= Hortense Gabel =

American judge (1912-1990)

Hortense Wittstein Gabel (December 16, 1912 - December 6, 1990) was an American lawyer who served on the New York Supreme Court. Her judicial career came to an end after she was charged with lowering alimony payments for Carl Andrew Capasso in exchange for a position for her daughter at the New York City Department of Consumer Affairs, which was then headed by Capasso's lover Bess Myerson. In the ensuing trial, she was acquitted of all charges.

==Biography==
She was born as Hortense Wittstein in the Bronx on December 16, 1912, to Bessie and Rubin J. Wittstein. She attended Hunter College High School. She graduated from Hunter College in 1934 and earned her law degree from Columbia Law School in 1937 and went to work at her father's law firm. She left her father's law firm in 1944 to marry Dr. Milton Gabel, a United States Army dentist stationed at Fort Hood, Texas.

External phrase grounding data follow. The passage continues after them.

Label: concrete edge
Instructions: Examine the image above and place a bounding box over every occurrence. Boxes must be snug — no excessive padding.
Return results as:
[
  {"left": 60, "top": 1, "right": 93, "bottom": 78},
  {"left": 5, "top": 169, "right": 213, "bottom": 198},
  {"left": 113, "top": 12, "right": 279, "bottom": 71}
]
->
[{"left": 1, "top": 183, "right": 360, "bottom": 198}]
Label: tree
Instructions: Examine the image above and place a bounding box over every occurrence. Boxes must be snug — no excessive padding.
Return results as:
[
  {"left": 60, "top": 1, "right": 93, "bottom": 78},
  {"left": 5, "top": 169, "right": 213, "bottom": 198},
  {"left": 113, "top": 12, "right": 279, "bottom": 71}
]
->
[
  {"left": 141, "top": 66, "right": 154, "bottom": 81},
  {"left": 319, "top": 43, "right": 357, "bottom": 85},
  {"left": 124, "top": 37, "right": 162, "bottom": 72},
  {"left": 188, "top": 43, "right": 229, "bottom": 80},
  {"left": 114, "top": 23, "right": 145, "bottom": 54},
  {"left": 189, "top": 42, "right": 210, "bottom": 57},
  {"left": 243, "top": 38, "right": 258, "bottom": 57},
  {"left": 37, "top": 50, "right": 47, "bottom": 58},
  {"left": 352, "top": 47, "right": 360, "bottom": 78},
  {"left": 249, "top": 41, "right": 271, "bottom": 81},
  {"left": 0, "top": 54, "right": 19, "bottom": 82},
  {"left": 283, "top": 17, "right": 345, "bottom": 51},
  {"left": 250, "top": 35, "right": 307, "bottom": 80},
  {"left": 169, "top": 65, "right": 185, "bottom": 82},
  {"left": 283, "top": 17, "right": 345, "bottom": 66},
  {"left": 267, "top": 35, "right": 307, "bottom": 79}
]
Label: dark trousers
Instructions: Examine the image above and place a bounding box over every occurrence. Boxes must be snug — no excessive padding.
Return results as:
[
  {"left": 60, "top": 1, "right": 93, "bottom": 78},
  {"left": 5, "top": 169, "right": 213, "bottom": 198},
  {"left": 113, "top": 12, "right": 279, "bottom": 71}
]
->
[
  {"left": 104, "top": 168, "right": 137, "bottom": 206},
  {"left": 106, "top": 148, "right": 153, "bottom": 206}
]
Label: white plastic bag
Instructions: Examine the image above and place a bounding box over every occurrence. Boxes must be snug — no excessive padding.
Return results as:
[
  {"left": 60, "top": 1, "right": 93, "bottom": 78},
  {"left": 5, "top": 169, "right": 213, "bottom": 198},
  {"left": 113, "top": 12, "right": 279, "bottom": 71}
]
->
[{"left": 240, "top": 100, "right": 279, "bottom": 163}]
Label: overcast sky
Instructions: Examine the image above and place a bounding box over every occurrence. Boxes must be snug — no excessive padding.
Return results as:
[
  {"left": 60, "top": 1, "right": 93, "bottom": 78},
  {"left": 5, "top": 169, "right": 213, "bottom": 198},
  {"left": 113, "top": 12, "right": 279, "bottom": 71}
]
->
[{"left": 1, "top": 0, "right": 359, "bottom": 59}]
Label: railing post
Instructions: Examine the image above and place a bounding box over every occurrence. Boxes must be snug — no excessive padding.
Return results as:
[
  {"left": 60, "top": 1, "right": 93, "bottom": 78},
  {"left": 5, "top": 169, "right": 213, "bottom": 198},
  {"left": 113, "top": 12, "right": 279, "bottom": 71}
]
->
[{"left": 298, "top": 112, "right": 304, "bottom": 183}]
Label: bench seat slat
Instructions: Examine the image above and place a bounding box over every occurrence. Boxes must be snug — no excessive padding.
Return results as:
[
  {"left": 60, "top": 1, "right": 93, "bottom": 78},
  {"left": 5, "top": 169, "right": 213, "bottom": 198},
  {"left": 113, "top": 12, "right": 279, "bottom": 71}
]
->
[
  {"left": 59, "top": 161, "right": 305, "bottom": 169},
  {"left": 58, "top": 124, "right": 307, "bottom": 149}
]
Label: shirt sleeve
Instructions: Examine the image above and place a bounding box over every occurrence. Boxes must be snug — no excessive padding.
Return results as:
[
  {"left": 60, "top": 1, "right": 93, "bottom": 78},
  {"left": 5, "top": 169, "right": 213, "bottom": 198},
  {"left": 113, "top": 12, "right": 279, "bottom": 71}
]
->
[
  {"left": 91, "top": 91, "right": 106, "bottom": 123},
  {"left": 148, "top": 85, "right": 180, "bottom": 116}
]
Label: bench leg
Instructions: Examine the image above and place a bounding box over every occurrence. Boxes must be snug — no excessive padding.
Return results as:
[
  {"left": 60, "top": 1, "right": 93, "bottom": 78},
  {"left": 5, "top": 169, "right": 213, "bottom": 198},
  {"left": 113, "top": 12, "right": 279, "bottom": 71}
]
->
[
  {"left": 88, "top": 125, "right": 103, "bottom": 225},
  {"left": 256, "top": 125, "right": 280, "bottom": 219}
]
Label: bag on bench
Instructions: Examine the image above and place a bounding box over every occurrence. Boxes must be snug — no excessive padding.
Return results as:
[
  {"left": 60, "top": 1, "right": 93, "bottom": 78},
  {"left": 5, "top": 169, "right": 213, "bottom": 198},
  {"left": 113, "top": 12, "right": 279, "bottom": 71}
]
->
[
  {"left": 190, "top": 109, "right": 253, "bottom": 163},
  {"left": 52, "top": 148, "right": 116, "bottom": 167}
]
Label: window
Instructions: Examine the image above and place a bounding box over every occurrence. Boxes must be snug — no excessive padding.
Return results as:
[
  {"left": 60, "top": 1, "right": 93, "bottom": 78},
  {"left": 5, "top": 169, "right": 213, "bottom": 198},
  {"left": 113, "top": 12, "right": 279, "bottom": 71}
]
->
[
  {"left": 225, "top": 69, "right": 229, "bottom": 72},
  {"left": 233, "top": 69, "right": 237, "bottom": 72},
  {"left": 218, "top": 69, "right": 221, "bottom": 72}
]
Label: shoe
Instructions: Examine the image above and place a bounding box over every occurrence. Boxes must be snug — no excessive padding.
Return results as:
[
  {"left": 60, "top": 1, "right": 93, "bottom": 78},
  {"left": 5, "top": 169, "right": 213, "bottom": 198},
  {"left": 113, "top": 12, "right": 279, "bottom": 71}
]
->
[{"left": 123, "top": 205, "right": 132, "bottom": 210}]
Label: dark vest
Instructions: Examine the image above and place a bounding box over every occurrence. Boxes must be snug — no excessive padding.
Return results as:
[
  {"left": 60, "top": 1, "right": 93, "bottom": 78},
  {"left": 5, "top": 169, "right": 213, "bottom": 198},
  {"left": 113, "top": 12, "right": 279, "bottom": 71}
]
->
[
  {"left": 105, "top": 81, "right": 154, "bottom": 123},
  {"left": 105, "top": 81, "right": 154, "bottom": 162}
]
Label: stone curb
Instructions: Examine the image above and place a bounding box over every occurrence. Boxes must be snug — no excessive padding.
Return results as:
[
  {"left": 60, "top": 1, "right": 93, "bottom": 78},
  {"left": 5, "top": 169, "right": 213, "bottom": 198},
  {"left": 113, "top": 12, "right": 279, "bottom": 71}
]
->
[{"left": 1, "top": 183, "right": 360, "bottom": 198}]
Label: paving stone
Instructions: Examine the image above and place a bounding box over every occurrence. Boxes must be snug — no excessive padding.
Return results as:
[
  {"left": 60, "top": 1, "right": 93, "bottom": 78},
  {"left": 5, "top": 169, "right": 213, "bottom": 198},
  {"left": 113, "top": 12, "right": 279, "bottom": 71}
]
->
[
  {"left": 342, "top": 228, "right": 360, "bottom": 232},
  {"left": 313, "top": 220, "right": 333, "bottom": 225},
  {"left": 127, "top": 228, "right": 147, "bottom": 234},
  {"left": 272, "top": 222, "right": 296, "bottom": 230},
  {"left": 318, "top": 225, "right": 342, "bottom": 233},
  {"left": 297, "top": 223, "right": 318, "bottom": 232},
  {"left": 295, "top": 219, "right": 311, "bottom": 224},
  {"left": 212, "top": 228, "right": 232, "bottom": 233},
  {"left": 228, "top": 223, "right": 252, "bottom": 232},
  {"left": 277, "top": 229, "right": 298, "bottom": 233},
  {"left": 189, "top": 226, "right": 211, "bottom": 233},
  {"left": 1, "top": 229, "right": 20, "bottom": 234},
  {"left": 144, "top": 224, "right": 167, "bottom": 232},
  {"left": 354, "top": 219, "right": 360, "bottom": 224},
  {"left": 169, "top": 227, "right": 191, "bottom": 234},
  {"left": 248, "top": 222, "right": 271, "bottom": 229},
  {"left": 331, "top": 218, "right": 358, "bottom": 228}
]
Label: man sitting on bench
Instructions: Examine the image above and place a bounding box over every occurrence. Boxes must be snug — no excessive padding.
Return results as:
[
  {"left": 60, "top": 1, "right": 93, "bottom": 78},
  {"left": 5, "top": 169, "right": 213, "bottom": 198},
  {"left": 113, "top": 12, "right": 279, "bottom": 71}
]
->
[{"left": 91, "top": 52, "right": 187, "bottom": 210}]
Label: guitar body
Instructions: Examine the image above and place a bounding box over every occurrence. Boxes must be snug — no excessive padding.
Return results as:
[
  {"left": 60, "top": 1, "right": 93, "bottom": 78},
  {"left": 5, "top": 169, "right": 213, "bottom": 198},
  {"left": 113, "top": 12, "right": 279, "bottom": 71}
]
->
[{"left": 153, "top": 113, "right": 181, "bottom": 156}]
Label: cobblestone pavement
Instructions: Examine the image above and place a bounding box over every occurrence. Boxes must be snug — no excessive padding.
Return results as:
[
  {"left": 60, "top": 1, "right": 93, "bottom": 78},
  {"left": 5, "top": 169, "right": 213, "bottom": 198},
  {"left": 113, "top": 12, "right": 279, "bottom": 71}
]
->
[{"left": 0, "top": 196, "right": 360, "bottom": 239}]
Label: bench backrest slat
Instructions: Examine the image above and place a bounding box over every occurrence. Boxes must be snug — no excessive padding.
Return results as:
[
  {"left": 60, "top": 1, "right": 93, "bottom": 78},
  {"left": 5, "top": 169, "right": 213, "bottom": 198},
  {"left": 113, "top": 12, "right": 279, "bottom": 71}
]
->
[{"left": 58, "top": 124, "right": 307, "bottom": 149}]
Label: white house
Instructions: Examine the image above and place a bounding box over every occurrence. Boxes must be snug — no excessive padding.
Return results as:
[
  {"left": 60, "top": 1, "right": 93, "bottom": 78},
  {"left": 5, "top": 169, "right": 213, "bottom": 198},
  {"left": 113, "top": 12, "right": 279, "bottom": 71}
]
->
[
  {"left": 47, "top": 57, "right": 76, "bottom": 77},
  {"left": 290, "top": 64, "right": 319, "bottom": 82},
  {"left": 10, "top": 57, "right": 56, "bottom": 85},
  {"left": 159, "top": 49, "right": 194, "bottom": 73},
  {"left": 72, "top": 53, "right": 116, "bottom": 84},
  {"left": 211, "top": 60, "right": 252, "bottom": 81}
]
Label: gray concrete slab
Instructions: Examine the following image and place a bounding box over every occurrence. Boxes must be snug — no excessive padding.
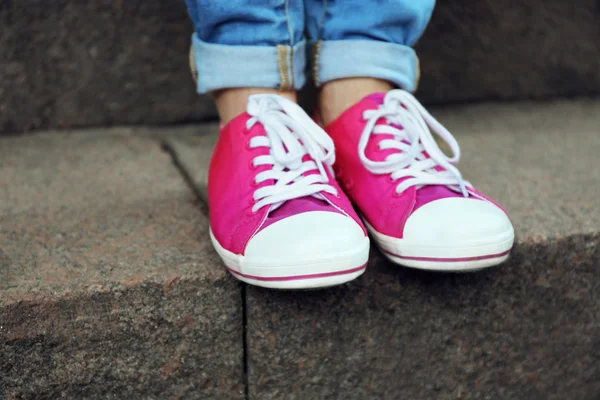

Gabel had her first association with housing in 1955, when she was appointed as general counsel to the Temporary State Rent Commission. In May 1959 she was hired by the city to create a neighborhood conservation program and was given a second position in 1960 as an assistant to the mayor on slum clearance issues. On April 12, 1962, Mayor of New York City Robert F. Wagner, Jr. appointed her to head the city's Rent and Rehabilitation Agency, in which she oversaw the nearly 5,000,000 residents living in rent controlled apartments.

Gabel was appointed to the New York State Supreme Court in 1975. She was known as a compassionate judge who supported civil rights and women's causes. In 1986, she was named judge of the year by the National Association of Women Judges, an organization she helped found in 1979.

While under investigation in the Myerson case, Gabel was removed from her position as a trial judge in June 1987 by Milton Williams, the deputy chief administrative judge for the city's courts. After a two-month-long trial, Gabel was acquitted in December 1988 of charges that she had reduced Andy Capasso's alimony payments in exchange for Bess Myerson hiring Gabel's daughter Sukhreet to a $19,000 position as a special assistant.

Gabel died of heart failure at age 77 on December 6, 1990.

In the 2019 film Motherless Brooklyn, a community activist played by Cherry Jones was primarily based on Gabel.